Dry needling is a form of treatment that works well in conjunction with other Osteopathic manual techniques, and is used to target trigger points (knots) in tight muscles. It uses extremely fine acupuncture needles (0.25mm in diameter up to 20X smaller than a normal hypodermic needle), which allows the practitioner to target deep tissues specifically and accurately.
The effect of inserting these needles varies depending upon the desired outcome. Most of the time, we are aiming to deactivate and normalise hypersensitive and overactive muscles. By inserting the needles we may elicit a twitch response from the muscles, providing a release of tightness. It may reduce the excitability of nerves locally as well as in the spinal cord and brain, inhibiting pain sensation and tightness. It may also stimulate an immune response, releasing growth factors and promoting healing. Needling may break fibrotic tissues containing free nerve endings, and wash away irritating substances. Simply put, overall the needles may reduce muscle tightness and pain, thereby enabling better healing.

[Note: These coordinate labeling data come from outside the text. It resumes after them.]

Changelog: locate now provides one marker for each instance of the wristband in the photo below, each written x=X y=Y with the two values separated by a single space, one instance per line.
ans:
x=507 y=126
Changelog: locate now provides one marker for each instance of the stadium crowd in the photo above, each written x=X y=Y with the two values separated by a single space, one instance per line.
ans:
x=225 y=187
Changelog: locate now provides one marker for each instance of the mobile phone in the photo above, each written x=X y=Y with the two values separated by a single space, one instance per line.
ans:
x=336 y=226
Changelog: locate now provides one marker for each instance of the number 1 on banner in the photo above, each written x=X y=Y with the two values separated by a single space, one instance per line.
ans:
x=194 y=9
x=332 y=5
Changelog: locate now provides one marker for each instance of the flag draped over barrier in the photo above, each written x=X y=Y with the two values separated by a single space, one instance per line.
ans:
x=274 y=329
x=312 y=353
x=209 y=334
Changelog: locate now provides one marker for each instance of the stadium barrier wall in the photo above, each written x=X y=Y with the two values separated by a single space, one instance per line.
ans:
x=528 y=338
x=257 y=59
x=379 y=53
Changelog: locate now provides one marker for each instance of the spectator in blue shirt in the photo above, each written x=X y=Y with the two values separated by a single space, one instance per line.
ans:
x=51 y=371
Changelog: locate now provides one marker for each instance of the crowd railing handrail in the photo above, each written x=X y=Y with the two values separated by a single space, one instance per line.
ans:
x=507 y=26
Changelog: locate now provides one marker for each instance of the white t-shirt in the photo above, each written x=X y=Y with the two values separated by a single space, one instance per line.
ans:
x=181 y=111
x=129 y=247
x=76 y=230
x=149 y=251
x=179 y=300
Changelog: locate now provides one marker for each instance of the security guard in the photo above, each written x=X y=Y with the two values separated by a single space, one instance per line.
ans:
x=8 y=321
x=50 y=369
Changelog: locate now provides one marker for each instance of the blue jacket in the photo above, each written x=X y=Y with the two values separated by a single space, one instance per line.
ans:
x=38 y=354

Regardless of the finer neurophysiological mechanisms, it may be an effective technique for certain conditions such as repetitive strain injuries, acute spasms, chronic myofascial tightness and of course trigger points. It enables the practitioner to target the deep seated stubborn knots that often underlie conditions such as tennis elbow and shin splints.
The needles are never re-used, practitioners wear gloves and the needles are disposed of in a sharps container. All of our osteopaths performing dry needling techniques have additional insurance cover in accordance with our registration requirements. Naturally if you are uncomfortable at any time with the treatment they can be immediately removed and alternative options can be discussed. Also, as a precautionary measure we avoid dry needling patient’s suffering from a bleeding disorder, and during pregnancy (esp first trimester).
As far as the process is concerned, the needles are exceptionally fine, and you often don’t feel anything when they pierce the skin. Once they are pushed deeper it varies, but most of the time we are actively seeking out sore points so yes, naturally it is sensitive, but the sensation is more like a heaviness, or an ache rather than a sharp stab.